BLM sponsors Indigenous college students at leadership congress
Junior faculty members play a critical role in NYCALC by working to help mentor and guide the high school students as they complete projects and attend workshops. Together, the participants spend time uplifting and motivating each other, as well as finding solutions for building more self-sufficient and sustainable futures for their communities.
“I’m extremely proud of the junior faculty we selected this year. Because of their involvement and voices, NYCALC will be able to adapt to the rapid changes and challenges Indigenous youth face in their communities,” said Wheeler.
NYCALC provides participants with the space to learn that their voices really matter, not only in terms of the environment, but also in other important community challenges.
Junior faculty member, Sebastian Preston (Tohono O’odham), explains, “My biggest takeaway from NYCALC is all the different types of issues many Native communities face, and how similar their experiences and feelings are. I talked to kids who experience drug abuse, fear of loss of sovereignty or land and mental health issues such as suicide.

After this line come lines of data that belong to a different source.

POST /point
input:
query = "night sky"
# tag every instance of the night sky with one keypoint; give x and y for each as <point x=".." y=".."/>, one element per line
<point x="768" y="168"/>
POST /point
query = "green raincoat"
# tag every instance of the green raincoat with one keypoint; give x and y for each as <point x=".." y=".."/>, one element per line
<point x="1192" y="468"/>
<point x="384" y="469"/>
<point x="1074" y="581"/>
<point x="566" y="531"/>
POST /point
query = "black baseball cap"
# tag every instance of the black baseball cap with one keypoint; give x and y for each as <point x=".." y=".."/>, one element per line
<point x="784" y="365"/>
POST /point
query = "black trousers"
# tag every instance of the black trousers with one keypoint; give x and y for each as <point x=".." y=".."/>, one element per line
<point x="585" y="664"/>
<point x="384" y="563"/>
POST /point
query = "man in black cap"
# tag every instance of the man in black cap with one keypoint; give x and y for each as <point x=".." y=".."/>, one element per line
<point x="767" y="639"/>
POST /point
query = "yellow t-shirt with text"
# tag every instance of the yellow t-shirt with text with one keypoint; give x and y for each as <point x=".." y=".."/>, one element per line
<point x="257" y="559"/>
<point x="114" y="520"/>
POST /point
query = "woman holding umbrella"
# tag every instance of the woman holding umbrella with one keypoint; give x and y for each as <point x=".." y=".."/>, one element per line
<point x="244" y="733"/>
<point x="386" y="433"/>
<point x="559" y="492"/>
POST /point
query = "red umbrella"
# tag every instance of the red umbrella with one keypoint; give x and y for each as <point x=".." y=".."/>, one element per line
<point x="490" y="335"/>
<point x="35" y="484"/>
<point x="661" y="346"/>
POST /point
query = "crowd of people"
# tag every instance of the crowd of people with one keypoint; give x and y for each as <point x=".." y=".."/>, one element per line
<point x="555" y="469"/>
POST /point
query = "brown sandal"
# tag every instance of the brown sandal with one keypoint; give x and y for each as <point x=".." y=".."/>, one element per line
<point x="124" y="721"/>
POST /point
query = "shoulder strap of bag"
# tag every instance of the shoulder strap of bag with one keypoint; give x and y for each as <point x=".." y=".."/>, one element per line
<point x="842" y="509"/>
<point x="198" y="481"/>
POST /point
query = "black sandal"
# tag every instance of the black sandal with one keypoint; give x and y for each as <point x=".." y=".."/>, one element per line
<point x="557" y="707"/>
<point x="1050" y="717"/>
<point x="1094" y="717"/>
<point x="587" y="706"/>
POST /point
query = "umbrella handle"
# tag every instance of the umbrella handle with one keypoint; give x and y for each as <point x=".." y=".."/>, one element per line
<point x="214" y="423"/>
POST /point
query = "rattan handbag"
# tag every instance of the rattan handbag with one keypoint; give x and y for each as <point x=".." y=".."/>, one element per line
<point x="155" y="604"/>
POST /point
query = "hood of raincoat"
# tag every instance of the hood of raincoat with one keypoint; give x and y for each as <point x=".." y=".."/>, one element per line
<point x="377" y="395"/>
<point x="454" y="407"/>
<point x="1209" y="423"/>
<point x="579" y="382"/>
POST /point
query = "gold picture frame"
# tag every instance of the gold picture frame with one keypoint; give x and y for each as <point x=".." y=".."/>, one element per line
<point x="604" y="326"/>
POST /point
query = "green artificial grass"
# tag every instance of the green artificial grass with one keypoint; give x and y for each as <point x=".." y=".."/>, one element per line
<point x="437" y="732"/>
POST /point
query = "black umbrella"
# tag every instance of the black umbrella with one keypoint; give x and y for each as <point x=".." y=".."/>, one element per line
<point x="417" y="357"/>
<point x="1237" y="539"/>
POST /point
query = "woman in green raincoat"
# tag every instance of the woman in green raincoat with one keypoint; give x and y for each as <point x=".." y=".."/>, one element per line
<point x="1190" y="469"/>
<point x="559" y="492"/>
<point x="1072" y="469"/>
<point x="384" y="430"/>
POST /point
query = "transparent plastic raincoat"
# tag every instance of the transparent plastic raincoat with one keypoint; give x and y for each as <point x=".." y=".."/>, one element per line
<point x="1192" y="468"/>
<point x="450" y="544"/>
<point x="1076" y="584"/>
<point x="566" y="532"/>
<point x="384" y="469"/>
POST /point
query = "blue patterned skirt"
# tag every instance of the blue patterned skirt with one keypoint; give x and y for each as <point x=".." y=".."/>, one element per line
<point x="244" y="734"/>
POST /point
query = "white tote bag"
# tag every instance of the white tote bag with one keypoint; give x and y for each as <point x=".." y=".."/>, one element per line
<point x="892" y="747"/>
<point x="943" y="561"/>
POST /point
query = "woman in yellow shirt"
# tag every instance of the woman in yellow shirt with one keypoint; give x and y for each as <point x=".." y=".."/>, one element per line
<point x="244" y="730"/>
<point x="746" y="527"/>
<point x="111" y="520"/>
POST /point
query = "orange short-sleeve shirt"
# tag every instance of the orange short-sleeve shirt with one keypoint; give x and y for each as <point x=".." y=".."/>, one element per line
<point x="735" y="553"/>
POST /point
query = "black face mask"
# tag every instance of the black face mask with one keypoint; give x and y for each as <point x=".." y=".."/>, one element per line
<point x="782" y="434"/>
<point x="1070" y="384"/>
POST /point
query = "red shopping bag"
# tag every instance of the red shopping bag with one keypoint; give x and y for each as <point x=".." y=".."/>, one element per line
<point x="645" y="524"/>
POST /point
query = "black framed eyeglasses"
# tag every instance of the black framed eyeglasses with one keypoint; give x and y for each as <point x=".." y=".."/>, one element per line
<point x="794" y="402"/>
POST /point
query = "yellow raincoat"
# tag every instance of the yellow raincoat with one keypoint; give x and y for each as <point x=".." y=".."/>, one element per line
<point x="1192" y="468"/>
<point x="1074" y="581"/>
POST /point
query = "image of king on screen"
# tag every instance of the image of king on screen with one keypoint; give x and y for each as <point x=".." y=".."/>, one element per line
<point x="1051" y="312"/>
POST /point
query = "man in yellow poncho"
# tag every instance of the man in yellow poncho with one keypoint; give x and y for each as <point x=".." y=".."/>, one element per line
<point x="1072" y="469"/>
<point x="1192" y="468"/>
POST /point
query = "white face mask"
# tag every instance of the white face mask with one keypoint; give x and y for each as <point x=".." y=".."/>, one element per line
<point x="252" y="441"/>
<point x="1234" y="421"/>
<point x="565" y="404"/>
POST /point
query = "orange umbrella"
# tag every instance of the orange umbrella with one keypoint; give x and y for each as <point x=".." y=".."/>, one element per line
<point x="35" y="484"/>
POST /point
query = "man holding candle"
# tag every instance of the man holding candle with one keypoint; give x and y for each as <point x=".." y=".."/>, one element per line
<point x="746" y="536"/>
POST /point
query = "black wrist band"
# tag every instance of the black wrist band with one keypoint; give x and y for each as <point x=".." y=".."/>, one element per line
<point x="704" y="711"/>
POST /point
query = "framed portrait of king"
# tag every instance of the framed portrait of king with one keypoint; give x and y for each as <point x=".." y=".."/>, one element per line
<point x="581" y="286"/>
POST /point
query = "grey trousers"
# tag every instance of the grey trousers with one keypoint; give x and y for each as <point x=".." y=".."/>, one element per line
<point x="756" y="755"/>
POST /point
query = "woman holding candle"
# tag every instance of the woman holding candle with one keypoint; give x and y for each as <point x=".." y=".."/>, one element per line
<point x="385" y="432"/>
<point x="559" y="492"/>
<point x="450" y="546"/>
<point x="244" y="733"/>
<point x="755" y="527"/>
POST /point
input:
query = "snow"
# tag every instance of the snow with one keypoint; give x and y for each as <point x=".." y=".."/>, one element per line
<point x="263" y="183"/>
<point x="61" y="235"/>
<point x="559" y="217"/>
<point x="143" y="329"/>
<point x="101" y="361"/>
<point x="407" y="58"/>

We do not always get to talk about these situations in school, but youth need the opportunity to talk in a way that is open and not forced, and now we feel like we are an important part of the larger Indigenous community.”
BLM intern and junior faculty members Ipa Dutchover (Akimel O’odham) and Kiana Estate-Gashytewa (Zuni) noted that they were inspired by learning more about how federal agencies and employees work with Tribal organizations to honor the federal government’s nation-to-nation relationship with Tribal Nations, strengthen Tribal sovereignty and self-governance, and uphold the government’s trust and treaty responsibilities to Tribal Nations.
Dutchover stated, “Including Indigenous people and their traditional practices on a large scale in land conservation can greatly impact the way the world takes care of the environment as well as provide Indigenous youth with examples of how they can contribute to land conservation in their own communities while simultaneously improving their career opportunities.”
Etsate-Gashytewa expressed a deep gratitude and admiration for Wheeler’s support and mentorship, saying “Brooke Wheeler is the best person for the position and gives lots of care, thought and dedication to helping Indigenous youth. Her support and care comes from the heart.”